Con los números de la reciente elección judicial, nadie puede sentirse satisfecho. Sólo participaron 12,965,574 ciudadanas y ciudadanos. Esta cantidad representa apenas el 13.01% de la lista nominal nacional, que asciende a 99,594,010 personas. ¿Puede evaluarse este proceso con los mismos parámetros que una elección constitucional? ¿Debe medirse con base en la participación ciudadana, como suele hacerse en elecciones de carácter político?

Lo primero que debe señalarse es que se trató de una elección distinta. No fue una contienda entre partidos ni entre candidatos de formación política. Fue un ejercicio con restricciones, con limitaciones claras, pero profundamente revelador. En el fondo, estamos frente al cambio de un paradigma. Transitamos de una democracia consensual —sostenida por tres partidos que gobernaron durante cuatro décadas— hacia una democracia de mayorías, donde el respaldo popular y el conflicto entre pueblo y élites se manifiesta con mayor claridad.

Esta nueva categoría de análisis es clave. No estamos ante un modelo donde la legitimidad emana únicamente del porcentaje de participación. Es la primera vez que se elige a ministros, magistrados, jueces y juezas mediante un proceso de votación directa. ¿Puede y debe mejorar? Por supuesto. Pero lo relevante de este primer ejercicio es que inaugura un camino.

En toda elección, quienes pierden son los ausentes. En esta, también. Hay responsabilidad en la ciudadanía que decidió no salir a votar, en los partidos opositores que abandonaron el espacio del conflicto, y en quienes —desde una supuesta superioridad moral— dictan qué es legítimo o no, sin reconocer que las viejas categorías ya no explican el presente.

Tal vez el Poder Judicial es el que menos interés despierta en el electorado. Es una institución compleja, técnica, que históricamente ha vivido ajena al escrutinio popular. Pero eso no impide que deba ser apropiada por la ciudadanía. Si no lo hacemos, otros decidirán por nosotros.

La reforma judicial vigente ya no puede revertirse sin una nueva mayoría legislativa. Y, mientras eso no ocurra, el reto está en mejorar el mecanismo: facilitar la participación, simplificar el voto, socializar el proceso. Hoy votamos en boletas interminables, con información insuficiente y condiciones desiguales para los aspirantes. Proponemos avanzar hacia modelos de votación con urnas electrónicas, donde el ciudadano pueda consultar el perfil del candidato, revisar su trayectoria y votar con mayor confianza. Si confiamos en las operaciones bancarias al teléfono, ¿por qué no también nuestro voto?

No se puede negar que hubo mecanismos de influencia, estructuras movilizadas y candidatos promovidos mediante "acordeones". Pero también hubo ciudadanos que votaron de forma informada e independiente. Hubo esfuerzo. Hubo interés. Y eso hay que reconocerlo.
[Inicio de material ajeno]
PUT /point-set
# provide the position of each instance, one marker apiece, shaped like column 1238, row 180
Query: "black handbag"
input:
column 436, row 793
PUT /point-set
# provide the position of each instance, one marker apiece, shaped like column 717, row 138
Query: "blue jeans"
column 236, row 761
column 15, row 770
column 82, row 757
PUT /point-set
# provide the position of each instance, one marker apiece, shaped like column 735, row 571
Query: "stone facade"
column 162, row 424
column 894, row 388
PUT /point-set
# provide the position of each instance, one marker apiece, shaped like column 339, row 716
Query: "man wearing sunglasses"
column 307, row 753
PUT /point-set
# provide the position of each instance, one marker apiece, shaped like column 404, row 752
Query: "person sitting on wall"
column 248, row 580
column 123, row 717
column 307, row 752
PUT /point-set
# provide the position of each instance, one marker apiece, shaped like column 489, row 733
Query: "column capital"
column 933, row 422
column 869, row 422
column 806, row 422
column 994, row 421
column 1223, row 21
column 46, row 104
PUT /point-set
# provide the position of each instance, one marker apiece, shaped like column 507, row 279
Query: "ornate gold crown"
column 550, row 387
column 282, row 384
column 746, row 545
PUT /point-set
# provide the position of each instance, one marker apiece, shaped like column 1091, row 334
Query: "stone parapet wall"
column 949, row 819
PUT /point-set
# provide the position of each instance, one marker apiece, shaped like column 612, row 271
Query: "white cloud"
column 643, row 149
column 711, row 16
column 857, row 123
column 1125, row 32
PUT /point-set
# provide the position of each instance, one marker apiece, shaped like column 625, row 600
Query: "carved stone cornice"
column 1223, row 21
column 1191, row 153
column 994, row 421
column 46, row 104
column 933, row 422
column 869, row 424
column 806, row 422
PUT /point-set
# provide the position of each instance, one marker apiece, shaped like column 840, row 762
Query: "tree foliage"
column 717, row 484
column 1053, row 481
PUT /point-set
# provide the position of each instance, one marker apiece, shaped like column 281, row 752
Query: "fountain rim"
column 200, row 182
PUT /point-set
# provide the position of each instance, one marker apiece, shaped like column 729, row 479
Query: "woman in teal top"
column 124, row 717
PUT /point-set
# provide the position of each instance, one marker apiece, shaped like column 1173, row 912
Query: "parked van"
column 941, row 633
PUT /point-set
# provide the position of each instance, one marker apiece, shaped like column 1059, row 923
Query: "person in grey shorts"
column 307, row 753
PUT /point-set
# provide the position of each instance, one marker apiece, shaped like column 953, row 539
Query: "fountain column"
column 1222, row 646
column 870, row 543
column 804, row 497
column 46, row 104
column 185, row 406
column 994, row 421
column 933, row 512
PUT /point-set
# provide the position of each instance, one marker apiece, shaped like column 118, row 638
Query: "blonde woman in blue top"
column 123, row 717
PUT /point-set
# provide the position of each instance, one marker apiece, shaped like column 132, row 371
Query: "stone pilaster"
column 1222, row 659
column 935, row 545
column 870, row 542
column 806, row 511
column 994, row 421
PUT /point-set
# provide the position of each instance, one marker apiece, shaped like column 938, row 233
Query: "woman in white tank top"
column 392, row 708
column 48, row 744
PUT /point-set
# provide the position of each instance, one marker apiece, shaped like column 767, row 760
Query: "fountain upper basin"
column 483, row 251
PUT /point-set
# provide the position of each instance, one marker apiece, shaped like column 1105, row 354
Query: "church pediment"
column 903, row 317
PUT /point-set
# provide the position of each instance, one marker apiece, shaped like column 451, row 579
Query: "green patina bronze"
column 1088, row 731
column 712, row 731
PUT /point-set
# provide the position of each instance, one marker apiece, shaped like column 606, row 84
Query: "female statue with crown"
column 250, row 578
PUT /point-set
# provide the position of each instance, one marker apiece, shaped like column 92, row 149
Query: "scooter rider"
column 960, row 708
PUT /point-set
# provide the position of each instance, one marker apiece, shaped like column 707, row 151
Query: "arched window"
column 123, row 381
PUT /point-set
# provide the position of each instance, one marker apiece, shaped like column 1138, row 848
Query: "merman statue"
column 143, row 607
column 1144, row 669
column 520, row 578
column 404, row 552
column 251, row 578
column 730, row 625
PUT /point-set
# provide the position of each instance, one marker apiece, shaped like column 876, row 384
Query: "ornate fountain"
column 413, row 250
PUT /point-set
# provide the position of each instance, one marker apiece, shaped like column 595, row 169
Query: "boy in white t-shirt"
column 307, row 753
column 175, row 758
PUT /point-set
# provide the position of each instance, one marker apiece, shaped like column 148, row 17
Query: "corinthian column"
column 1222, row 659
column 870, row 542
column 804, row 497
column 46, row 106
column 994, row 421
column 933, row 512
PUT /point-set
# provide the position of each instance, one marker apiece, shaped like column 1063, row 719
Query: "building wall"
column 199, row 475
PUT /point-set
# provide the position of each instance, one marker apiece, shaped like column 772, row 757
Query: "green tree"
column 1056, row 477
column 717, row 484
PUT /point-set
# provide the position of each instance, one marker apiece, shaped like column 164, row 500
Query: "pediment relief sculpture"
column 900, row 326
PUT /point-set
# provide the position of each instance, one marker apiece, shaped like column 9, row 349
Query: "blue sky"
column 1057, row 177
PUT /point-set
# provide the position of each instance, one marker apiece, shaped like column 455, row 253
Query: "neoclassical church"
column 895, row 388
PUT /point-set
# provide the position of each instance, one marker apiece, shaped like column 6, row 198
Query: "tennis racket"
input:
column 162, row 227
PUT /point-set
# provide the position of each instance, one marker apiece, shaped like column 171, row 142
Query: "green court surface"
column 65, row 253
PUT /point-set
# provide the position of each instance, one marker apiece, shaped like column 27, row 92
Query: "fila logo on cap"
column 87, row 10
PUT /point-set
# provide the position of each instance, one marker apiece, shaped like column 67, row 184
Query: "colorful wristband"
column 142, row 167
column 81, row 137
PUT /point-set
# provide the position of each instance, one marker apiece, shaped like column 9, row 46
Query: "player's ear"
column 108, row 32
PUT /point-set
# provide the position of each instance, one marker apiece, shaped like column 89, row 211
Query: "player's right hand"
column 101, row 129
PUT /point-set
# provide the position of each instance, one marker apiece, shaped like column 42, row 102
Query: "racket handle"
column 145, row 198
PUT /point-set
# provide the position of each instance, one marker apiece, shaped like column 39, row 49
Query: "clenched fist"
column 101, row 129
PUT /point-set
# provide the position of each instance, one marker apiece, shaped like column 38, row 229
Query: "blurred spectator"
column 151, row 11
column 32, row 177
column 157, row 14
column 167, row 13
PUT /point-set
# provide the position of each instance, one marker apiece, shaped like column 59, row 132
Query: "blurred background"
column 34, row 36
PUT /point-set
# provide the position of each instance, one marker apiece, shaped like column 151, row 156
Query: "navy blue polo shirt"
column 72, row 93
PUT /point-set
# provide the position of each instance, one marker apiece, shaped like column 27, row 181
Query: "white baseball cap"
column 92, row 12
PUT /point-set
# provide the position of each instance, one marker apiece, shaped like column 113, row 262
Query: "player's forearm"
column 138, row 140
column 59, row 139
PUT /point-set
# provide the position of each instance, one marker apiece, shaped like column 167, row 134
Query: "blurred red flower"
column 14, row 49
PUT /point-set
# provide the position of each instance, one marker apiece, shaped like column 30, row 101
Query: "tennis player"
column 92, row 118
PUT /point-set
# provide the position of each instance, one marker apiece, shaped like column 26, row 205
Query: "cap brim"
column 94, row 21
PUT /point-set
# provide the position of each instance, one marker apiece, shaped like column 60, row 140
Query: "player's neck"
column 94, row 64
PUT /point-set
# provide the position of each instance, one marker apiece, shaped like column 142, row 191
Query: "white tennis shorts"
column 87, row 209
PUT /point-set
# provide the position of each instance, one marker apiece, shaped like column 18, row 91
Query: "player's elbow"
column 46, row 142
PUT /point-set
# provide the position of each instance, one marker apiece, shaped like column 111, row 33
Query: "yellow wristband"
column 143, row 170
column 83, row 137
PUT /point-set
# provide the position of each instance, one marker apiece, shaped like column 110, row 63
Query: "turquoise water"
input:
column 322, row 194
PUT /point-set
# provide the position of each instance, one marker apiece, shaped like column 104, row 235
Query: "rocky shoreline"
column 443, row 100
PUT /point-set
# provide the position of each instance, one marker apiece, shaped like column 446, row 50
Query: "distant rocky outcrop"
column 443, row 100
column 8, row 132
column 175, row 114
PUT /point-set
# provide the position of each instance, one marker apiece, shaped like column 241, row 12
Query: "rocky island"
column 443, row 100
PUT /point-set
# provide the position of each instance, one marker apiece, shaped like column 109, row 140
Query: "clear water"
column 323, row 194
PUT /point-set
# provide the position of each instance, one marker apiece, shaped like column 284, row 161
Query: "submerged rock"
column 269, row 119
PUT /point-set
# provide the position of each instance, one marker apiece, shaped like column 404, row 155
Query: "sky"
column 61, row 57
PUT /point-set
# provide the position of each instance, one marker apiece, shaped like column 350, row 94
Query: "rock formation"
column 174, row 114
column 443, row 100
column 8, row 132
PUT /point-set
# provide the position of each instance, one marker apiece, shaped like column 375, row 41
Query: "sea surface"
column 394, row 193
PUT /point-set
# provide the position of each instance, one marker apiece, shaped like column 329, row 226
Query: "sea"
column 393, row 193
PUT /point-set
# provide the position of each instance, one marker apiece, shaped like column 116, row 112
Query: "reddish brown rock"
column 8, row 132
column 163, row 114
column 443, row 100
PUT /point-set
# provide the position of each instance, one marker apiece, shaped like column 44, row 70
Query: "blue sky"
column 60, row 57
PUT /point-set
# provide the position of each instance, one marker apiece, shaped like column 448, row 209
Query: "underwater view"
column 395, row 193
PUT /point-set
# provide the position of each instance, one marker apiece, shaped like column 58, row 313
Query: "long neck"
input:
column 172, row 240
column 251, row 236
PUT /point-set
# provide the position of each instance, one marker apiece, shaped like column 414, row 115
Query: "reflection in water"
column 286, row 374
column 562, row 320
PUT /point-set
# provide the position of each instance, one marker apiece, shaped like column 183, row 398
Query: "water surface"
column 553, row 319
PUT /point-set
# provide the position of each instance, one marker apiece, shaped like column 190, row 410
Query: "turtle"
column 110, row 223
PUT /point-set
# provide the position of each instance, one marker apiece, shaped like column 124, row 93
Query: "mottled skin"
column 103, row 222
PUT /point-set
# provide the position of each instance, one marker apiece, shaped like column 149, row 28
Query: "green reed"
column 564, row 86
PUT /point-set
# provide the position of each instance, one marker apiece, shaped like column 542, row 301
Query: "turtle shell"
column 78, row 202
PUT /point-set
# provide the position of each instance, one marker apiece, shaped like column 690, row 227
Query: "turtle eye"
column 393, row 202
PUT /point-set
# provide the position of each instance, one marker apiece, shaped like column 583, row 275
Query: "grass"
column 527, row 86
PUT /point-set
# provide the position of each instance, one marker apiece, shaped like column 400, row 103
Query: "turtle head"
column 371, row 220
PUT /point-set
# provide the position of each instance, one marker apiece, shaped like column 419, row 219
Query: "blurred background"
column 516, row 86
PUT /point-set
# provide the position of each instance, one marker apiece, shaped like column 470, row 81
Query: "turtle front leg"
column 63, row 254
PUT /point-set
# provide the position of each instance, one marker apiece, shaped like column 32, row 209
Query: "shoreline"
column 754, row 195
Si la apuesta era renovar al Poder Judicial con un mecanismo inédito, se logró. La legitimidad —nos guste o no— se asienta en el marco legal aprobado por la mayoría. ¿Qué pudo ser distinto? Sí. ¿Qué debe mejorar? También. Pero esta elección ya marcó un punto de inflexión.

Debemos apropiarnos del proceso. Participar. Comprender que elegir jueces y magistrados no puede ser una excepción, sino una práctica democrática regular, perfeccionable, y cada vez más cercana a la ciudadanía. Las elecciones de 2027 vendrán acompañadas de elecciones federales. Eso traerá más participación, pero no garantiza mejores decisiones. Para eso, necesitamos una ciudadanía más informada, más crítica y más activa.

Podemos o no estar de acuerdo con el diseño del sistema. Pero está en la Constitución, y fue aprobado conforme a derecho. Sus consecuencias no deben ignorarse ni banalizarse. Al contrario: deben analizarse, aprenderse y, sobre todo, mejorarse. Porque, como siempre en democracia, el verdadero derrotado es quien decide no participar.